Hubert Bricaud, 21 avril 2016.

Document annexe n°1 : extraits des discours des deux prix Nobel de littérature japonais

Moi, d'un beau Japon, Kawabata Yasunari, 1968

Au sortir des nuages

Voici que m'accompagne

la lune d'hiver

Le vent comme il transperce

la neige qu'elle est glaciale Myôe (1173-1232)

/…/ C'est un poème que je calligraphie pour ceux qui me le demandent, parce qu'il évoque la compassion chaleureuse, profonde, délicate, face à la nature et face à l'être humain, parce que c'est un poème qui chante l'âme si profondément sensible des Japonais.

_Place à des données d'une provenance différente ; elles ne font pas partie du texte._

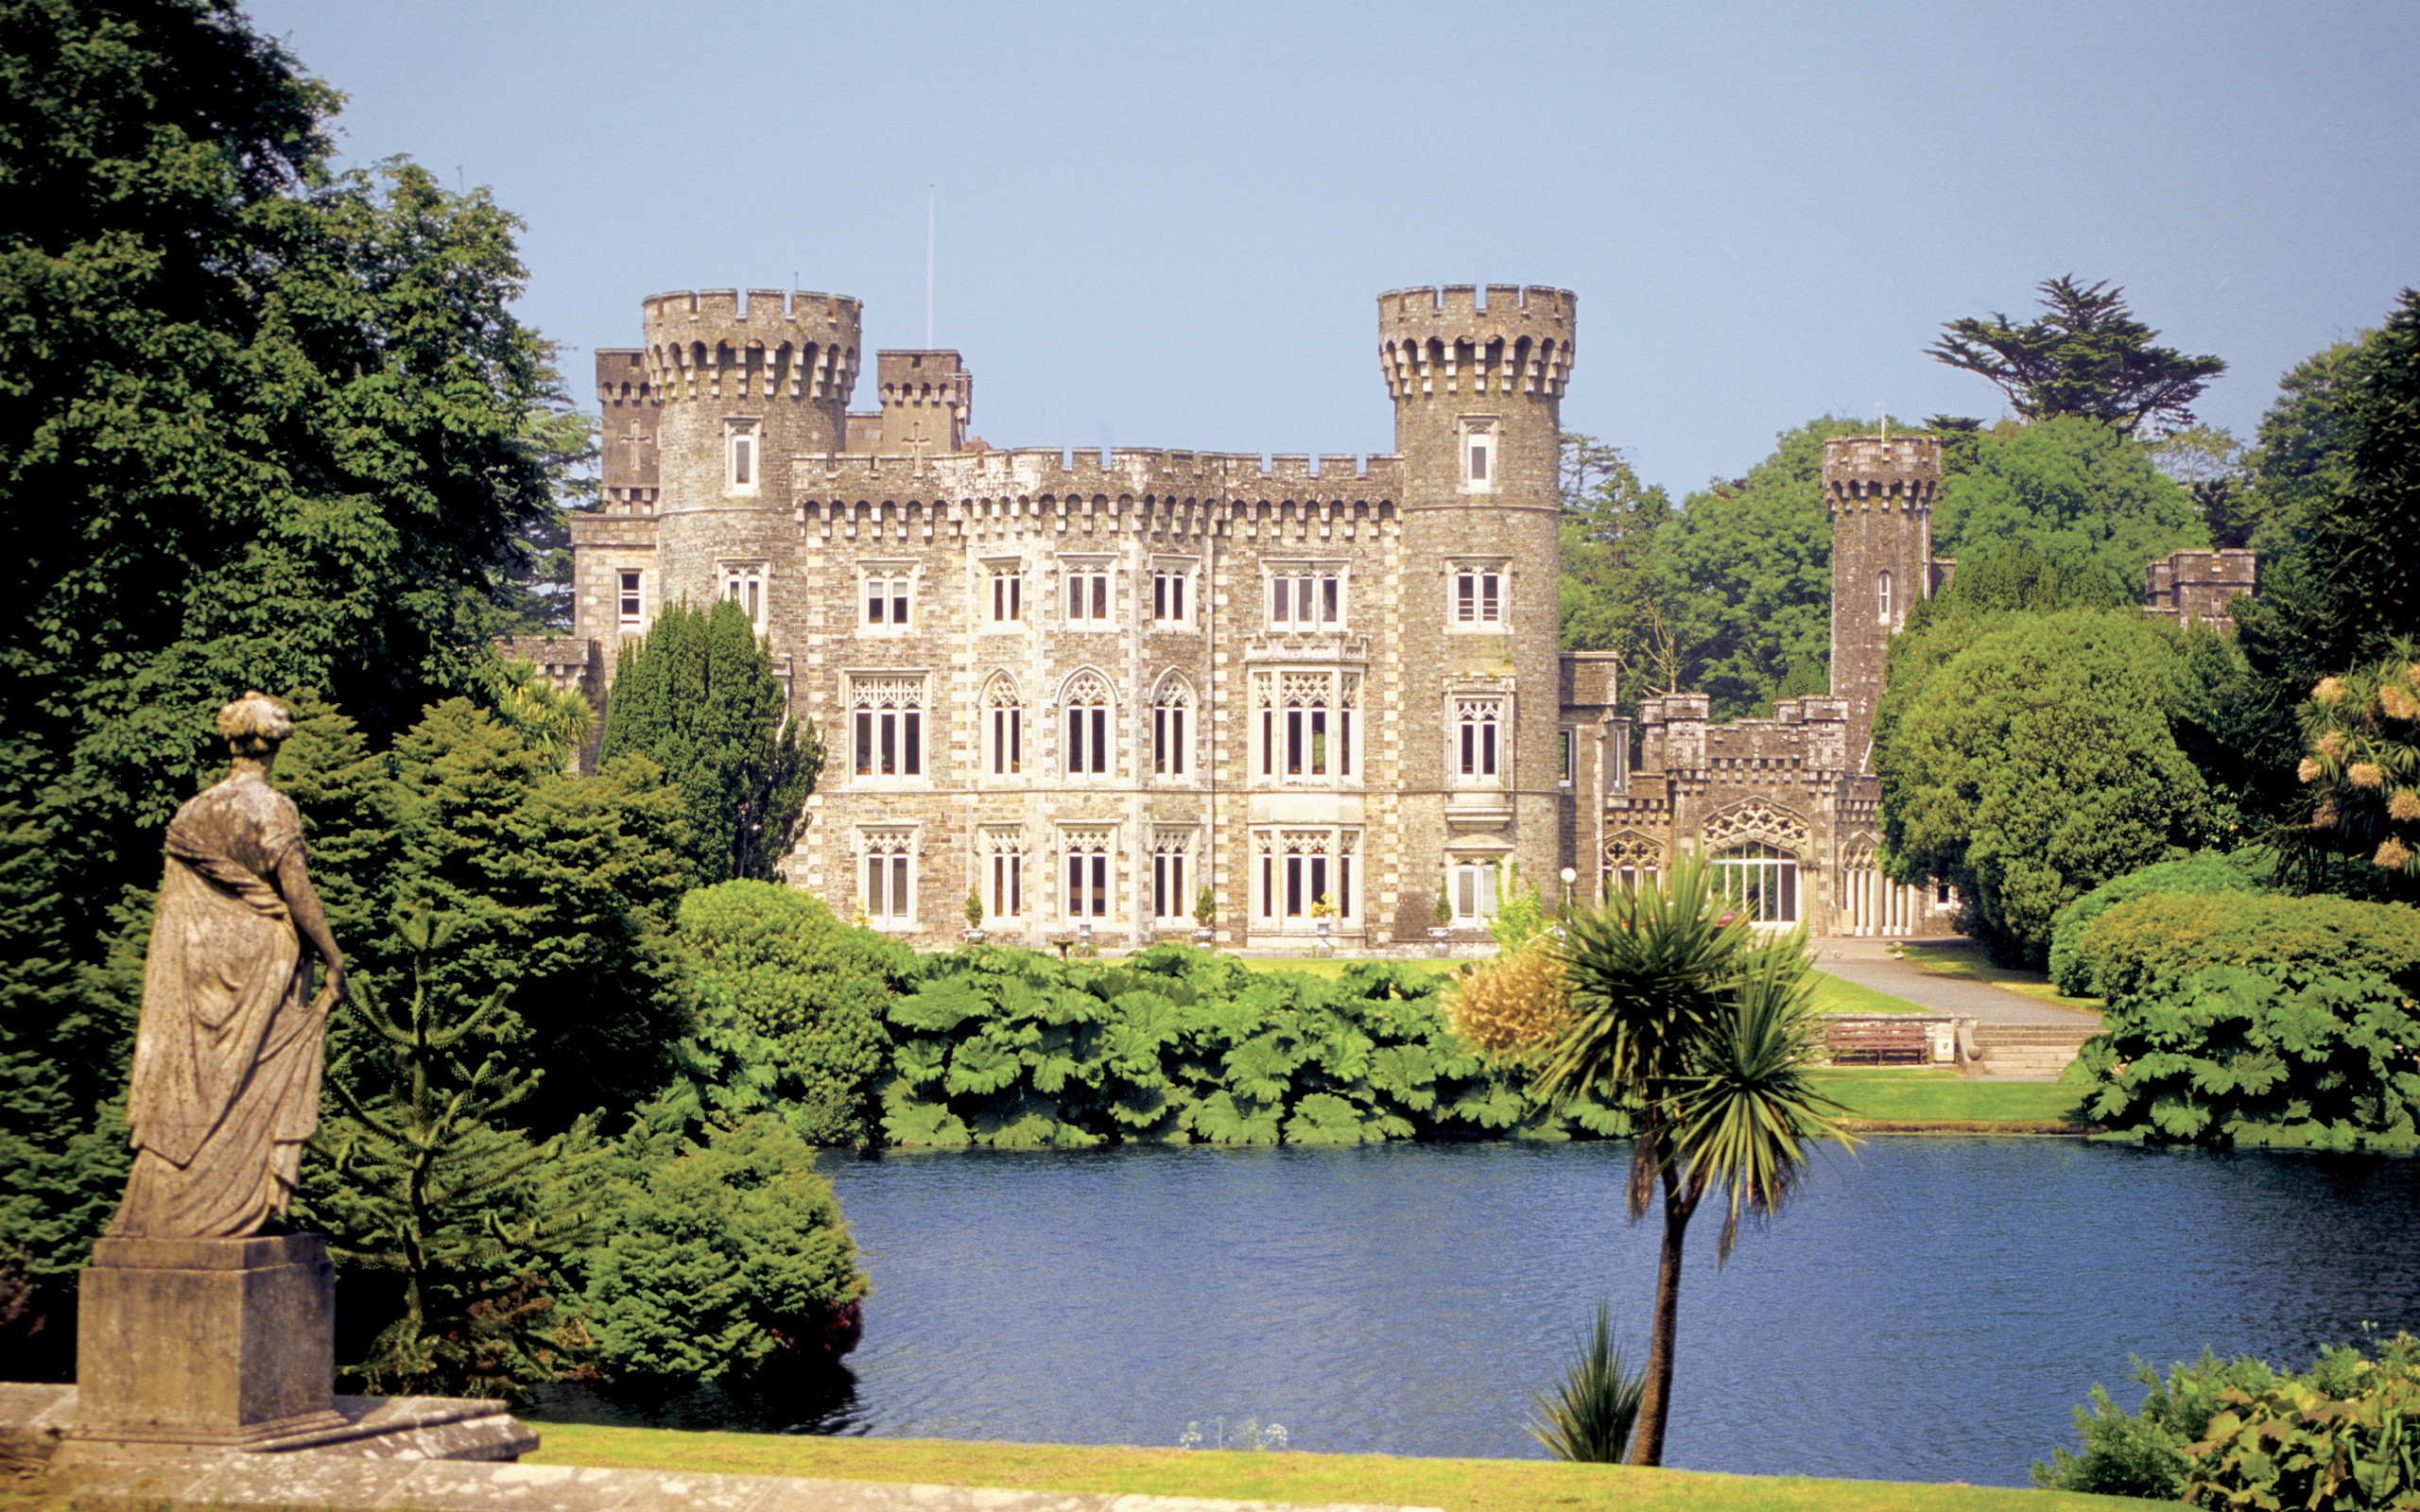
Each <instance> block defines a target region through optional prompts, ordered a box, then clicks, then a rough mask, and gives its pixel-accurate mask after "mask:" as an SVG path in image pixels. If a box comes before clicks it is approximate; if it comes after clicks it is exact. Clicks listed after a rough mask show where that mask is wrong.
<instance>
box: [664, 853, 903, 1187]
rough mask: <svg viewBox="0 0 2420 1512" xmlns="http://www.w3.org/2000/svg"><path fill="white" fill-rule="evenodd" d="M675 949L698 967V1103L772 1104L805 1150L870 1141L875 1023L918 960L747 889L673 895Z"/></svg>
mask: <svg viewBox="0 0 2420 1512" xmlns="http://www.w3.org/2000/svg"><path fill="white" fill-rule="evenodd" d="M680 948H682V953H687V956H690V960H692V963H695V965H697V994H699V1009H697V1038H699V1045H702V1048H704V1050H707V1062H709V1064H707V1067H702V1069H704V1072H707V1074H704V1077H702V1084H699V1101H702V1103H704V1106H709V1108H719V1110H724V1113H745V1110H753V1108H765V1106H772V1108H777V1110H779V1113H782V1115H784V1118H787V1120H789V1125H791V1127H794V1130H799V1135H801V1137H806V1139H808V1142H813V1144H849V1142H862V1139H866V1137H871V1120H874V1101H871V1091H874V1079H876V1074H878V1072H881V1069H883V1052H886V1050H888V1048H891V1033H888V1028H886V1026H883V1016H886V1014H888V1009H891V997H893V989H895V987H898V982H903V980H905V977H908V975H910V973H912V970H915V951H910V948H908V946H903V943H898V941H895V939H886V936H881V934H874V931H871V929H854V927H849V924H842V922H840V919H835V917H832V910H828V907H825V905H823V902H820V900H818V898H816V895H811V893H799V890H796V888H787V885H782V883H750V881H733V883H719V885H714V888H699V890H695V893H690V895H687V898H682V900H680Z"/></svg>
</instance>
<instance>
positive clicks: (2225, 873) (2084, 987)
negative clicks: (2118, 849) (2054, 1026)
mask: <svg viewBox="0 0 2420 1512" xmlns="http://www.w3.org/2000/svg"><path fill="white" fill-rule="evenodd" d="M2258 890H2260V883H2255V881H2253V876H2251V871H2246V866H2243V861H2238V859H2231V856H2219V854H2212V852H2205V854H2200V856H2185V859H2183V861H2159V864H2154V866H2144V868H2142V871H2130V873H2125V876H2120V878H2110V881H2105V883H2101V885H2098V888H2093V890H2091V893H2086V895H2084V898H2076V900H2074V902H2069V905H2067V907H2062V910H2059V912H2057V914H2052V919H2050V980H2052V982H2057V987H2059V992H2064V994H2067V997H2105V994H2103V992H2101V987H2098V985H2096V982H2093V977H2091V973H2088V970H2086V968H2084V931H2086V929H2088V927H2091V922H2093V919H2098V917H2101V914H2105V912H2108V910H2113V907H2117V905H2120V902H2132V900H2134V898H2149V895H2151V893H2258Z"/></svg>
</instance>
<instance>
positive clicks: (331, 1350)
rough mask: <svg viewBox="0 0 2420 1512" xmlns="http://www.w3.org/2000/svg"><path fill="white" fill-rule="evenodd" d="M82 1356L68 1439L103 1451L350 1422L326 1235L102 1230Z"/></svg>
mask: <svg viewBox="0 0 2420 1512" xmlns="http://www.w3.org/2000/svg"><path fill="white" fill-rule="evenodd" d="M75 1355H77V1377H75V1384H77V1415H75V1418H77V1420H75V1427H73V1430H68V1439H70V1442H85V1444H92V1447H94V1449H99V1447H104V1444H109V1447H126V1449H133V1447H160V1449H249V1447H261V1444H269V1442H271V1439H295V1437H310V1435H319V1432H332V1430H341V1427H346V1420H344V1418H341V1415H339V1413H336V1401H334V1384H336V1268H334V1265H329V1260H327V1241H324V1239H319V1236H317V1234H281V1236H269V1239H102V1241H99V1243H97V1246H94V1251H92V1265H87V1268H85V1275H82V1306H80V1311H77V1350H75Z"/></svg>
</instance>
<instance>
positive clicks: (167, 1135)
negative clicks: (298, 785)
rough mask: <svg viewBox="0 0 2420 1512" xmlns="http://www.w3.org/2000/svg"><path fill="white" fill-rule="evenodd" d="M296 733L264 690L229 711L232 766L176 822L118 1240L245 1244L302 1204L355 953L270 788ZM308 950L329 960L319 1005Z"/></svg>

Le docteur Yashiro Yukio, savant versé dans les arts du passé et du présent, d'Orient et d'Occident, connu dans le monde entier pour ses recherches sur Botticelli, affirme lui aussi que l'une des « caractéristiques de l'art japonais » se concentre dans cette phrase poétique : « Aux trois temps de la neige, de la lune et des fleurs, plus que tout l'on pense aux amis». Lorsque l'on découvre la beauté de la neige, la beauté de la lune, en somme chaque fois que l'on s'éveille à la beauté au contact des saisons qui passent, on songe intensément aux amis les plus chers, pour partager avec eux cette joie. Autrement dit, l'émotion de la beauté suscite avec force le sentiment de l'amour pour autrui. Ici les amis peuvent renvoyer à l'humanité tout entière. D'ailleurs au Japon, il est de tradition que les mots se rapportant à la beauté changeante des saisons, neige, lune, fleurs expriment le beau dans son ensemble, avec les monts et les rivières, les arbres et les plantes, l'univers tout entier, la nature tout entière, incluant jusqu'aux sentiments humains. La voie du thé au Japon, repose aussi dans son principe sur cette sentence : « Aux trois temps de la neige, de la lune et des fleurs, plus que tout l'on pense aux amis » ; on se réunit pour la cérémonie afin de « partager les impressions », lors d'une occasion propice, avec des amis chers. A ce propos, il ne faut pas considérer que mon roman Nuée d'oiseaux blancs décrit la beauté de l'art du thé au Japon, de son esprit et de sa forme ; c'est plutôt une œuvre critique, qui exprime des doutes et lance un avertissement face à la vulgarité dans laquelle cette voie du thé est tombée aujourd'hui.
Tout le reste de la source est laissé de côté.